As a child “HOME” was not a single, specific place. Growing up with a military father the location and appearance of the place we called “home” varied. Some homes were rural, and some suburban. Some homes had yards while others were apartments with balconies. Some of those homes were rented, while others were owned.
My “HOME” had changed 10+ times by the time I left home, married and established a home of my own. Some might imagine that would be hard on a child, moving so frequently, uprooting, and starting over, but I never found that to be the case. Actually it was quite the opposite. Like a family of nomadic turtles I quickly learned “HOME” was something that moved with you. It was never the house, the neighborhood, or the community that made a place “HOME,” but rather the people.
Home is “Our anchor, our refuge, our port in the storm, our happy place,” and all that stability and security has nothing to do with a place. It has to do with who resides in that place.
Home is about family.
This weekend I went HOME.
The girls and I spent the weekend at the Homestead. This quiet slice of land in Ohio is the place where my parents have grown roots and settled down following my father’s retirement. The Homestead is not a part of my past or my history.
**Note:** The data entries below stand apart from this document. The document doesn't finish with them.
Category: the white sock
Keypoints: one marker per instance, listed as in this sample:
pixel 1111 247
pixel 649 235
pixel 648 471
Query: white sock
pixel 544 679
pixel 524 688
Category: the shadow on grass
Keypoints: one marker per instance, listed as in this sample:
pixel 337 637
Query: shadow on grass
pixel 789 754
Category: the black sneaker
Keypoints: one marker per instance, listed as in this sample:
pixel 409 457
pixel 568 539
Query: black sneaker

I have zero connection to the land, the neighborhood, or the area (although it is a lovely place.) My connection and draw to the Homestead are the homesteaders that call that slice of soil “home.” So although I have no history there, I always feel a sense of returning home when I visit.
It is a place of refuge and a port in the storm…a place where I can return to a simpler time of life. When I pull down the driveway I find myself reverting back to the easy role of just being a daughter.
Every now and then it is nice to just be a daughter.
This weekend I was blessed with that opportunity, and although I was still a “mom” since the girls were tagging along, I had none of the responsibilities of that role, only the fun and ease that comes with years of parenting work that results in a sweet friendship with our children as they grow into adulthood.
The weekend was a birthday celebration for my mother and I. My birthday falls days after Christmas, and my mom’s birthday falls the beginning of January, so it has become a tradition to have a “Girls Only” weekend of fun and frivolity after the craziness of the holidays settles down. It gives us something fun to look forward to in January.
The girls and I drove out on Friday. Molly did all the driving, thrilled at the 5 hours of round-trip driving practice she could log. Friday night was spent enjoying dinner and catching up. Everyone enjoyed a good night sleep so that we could begin our 24 hour marathon of fun well rested.
We squeezed A LOT of fun into our short weekend visit including…
* A delicious lunch at Broken Rocks Café:
*A trip to the movies to see Hidden Figures…which we gave 2 thumbs up. What a great film!
* Window shopping in charming downtown Wooster:
* A shopping spree at Friendtique, the BEST thrift store in all of Ohio!
My parents gave Grace, Molly and I gift certificates for Christmas which we couldn’t wait to spend. I also received birthday money from my grandmother that I included in my spending spree budget. I was thrilled with all the pretties I found for my home:
The girls used their gift certificates in the clothing section and found all sorts of great finds:
*And Craft time! We had fun making homemade cards and paper crafts (compliments of a Paper Pumpkin subscription I bought my mom for her birthday last year):
The best part of the weekend, however, were the quiet times…the peace and renewal found in the Ohio countryside, away from the trauma and the drama. It was a weekend of returning “HOME” to a simpler place and a slower pace…
I felt myself exhale the tension-filled breath I had been holding for the last few months.
I left feeling strengthened by my time spent there.
It was a weekend of rest, of renewal, of encouragement, and quiet. And it had nothing to do with the places and everything to do with the faces.
There is something to be said for returning HOME.